Özet
Giriş: Şiddetli akut solunum yolu sendromu-Koronavirüs-2 (SARS-CoV-2) ilk olarak 12 Aralık 2019’da Wuhan’da ortaya çıktığından beri, dünya çapında hızla yayıldı ve bir pandemi haline geldi. Sağlık çalışanlarının Koronavirüs hastalığı-2019 (COVID-19) hastalarıyla sıklıkla temas halinde olmalarından dolayı, genel popülasyona göre daha sık etkilenebilirler. Bu çalışmada hastanemizde COVID-19 hastalarıyla sıklıkla karşılaşan sağlık çalışanları arasında, SARS-CoV-2 seroprevalansını ve virüse karşı gelişen IgG antikor düzeylerini araştırmayı amaçladık.

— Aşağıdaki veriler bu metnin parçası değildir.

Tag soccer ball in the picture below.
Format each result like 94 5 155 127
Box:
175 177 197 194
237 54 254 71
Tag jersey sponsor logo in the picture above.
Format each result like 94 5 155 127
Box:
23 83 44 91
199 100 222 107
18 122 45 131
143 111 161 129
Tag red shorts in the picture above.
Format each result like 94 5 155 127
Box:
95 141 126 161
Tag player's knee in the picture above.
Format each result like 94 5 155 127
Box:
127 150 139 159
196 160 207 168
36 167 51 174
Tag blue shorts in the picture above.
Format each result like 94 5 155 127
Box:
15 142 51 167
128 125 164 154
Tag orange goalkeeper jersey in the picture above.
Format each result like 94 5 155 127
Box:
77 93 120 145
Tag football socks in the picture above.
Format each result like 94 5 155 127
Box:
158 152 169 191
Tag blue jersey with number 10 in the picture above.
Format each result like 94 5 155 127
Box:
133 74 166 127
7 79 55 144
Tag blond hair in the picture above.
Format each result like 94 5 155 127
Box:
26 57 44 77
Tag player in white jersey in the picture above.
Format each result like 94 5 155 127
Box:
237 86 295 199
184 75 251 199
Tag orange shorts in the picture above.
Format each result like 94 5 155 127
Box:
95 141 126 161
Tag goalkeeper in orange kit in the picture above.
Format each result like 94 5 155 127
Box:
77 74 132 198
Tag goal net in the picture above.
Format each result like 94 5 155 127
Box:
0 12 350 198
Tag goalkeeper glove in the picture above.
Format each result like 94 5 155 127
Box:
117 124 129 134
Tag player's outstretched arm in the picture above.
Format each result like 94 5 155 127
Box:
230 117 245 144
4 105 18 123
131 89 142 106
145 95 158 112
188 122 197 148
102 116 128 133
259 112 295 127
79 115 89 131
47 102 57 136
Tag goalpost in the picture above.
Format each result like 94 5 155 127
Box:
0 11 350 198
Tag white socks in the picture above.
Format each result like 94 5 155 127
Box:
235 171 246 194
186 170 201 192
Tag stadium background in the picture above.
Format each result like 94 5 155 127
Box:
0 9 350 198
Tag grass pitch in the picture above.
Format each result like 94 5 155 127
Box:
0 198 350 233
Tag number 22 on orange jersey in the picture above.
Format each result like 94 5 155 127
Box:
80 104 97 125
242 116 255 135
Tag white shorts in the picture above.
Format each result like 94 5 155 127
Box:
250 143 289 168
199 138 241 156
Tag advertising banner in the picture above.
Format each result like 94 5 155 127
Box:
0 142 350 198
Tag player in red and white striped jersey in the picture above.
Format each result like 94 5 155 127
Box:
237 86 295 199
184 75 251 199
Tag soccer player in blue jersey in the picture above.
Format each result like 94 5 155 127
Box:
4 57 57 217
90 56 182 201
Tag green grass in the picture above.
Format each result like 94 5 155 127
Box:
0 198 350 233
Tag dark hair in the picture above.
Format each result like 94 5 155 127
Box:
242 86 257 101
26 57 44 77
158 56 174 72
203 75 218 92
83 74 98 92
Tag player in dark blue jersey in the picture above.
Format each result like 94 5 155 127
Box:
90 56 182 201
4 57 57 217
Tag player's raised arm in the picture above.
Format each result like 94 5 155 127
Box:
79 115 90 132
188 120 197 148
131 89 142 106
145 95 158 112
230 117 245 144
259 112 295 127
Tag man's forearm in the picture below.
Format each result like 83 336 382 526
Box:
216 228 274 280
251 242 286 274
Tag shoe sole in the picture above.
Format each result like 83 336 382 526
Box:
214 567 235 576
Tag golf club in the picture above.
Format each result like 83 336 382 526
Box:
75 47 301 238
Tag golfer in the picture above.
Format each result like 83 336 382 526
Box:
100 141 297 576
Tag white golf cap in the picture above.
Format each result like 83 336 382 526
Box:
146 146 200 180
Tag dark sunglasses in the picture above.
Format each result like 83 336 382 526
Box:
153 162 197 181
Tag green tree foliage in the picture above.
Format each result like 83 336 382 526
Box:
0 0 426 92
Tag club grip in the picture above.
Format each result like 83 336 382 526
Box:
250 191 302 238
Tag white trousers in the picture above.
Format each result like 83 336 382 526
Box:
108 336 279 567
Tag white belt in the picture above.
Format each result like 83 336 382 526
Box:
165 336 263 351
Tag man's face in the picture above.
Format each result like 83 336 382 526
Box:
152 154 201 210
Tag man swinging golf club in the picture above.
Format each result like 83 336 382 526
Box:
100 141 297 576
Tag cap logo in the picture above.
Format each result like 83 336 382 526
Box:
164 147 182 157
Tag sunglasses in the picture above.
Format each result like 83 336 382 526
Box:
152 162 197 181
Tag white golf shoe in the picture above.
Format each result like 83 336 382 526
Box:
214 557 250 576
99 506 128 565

Gereç ve Yöntem: Veri tabanından 182 sağlık çalışanı belirlendi ve verileri geriye dönük olarak analiz edildi. Daha önce polimeraz zincir reaksiyonu pozitifliği olan, hamile, otoimmün hastalık öyküsü veya immünosüpresif tedavi öyküsü olan katılımcılar çalışma dışı bırakıldı. Katılımcılar, COVID-19 hastalarıyla temas sıklıklarına göre (yüksek ve orta riskli) gruplandırıldı. Tüm numuneler, ELISA yöntemiyle anti-SARS-CoV-2-IgG antikorları için aynı anda test edildi. Kategorik değişkenleri karşılaştırmak için ki-kare testi kullanıldı. Uygun olanlarda t-testi ve bir ANOVA testi yapılmıştır.
Bulgular: SARS-CoV-2 hastalarına maruz kalan 182 sağlık çalışanının serolojik testleri, bu kişilerin %13,2’sinin (182 kişiden 24’ü) asemptomatik veya subklinik SARS-CoV-2 enfeksiyonu geçirmiş olabileceğini gösterdi. Yüksek riskli katılımcılar arasında koku ve tat alamama, istatistiksel olarak anlamlı risk faktörleriydi. Antikor pozitiflik oranı doktorlar (p=0,030) ve koku ile tat alamama şikayeti bulunan olgularda (p=0,047) diğer olgulardan anlamlı şekilde daha yüksek saptandı. Ek olarak, SARS-CoV-2 antikor düzeyleri ise sırasıyla, yüksek riskli olgularda (p=0,046), klinik belirtileri (p=0,008), miyalji (p=0,039) ve koku ile tat alamama şikayetleri (p=0,025) olan hastalarda anlamlı şekilde daha yüksek saptandı.
Sonuç: Çalışmamız, COVID-19 hastalarıyla yakın teması olanlar arasında SARS-CoV-2’nin asemptomatik veya subklinik enfeksiyon prevalansını belirlemek için, serolojik testlerin yararlı olduğunu göstermiştir. Serolojik testler, özellikle sağlık çalışanları arasında COVID-19 enfeksiyonu prevalansının belirlenmesine yardımcı olabilir düşüncesindeyiz.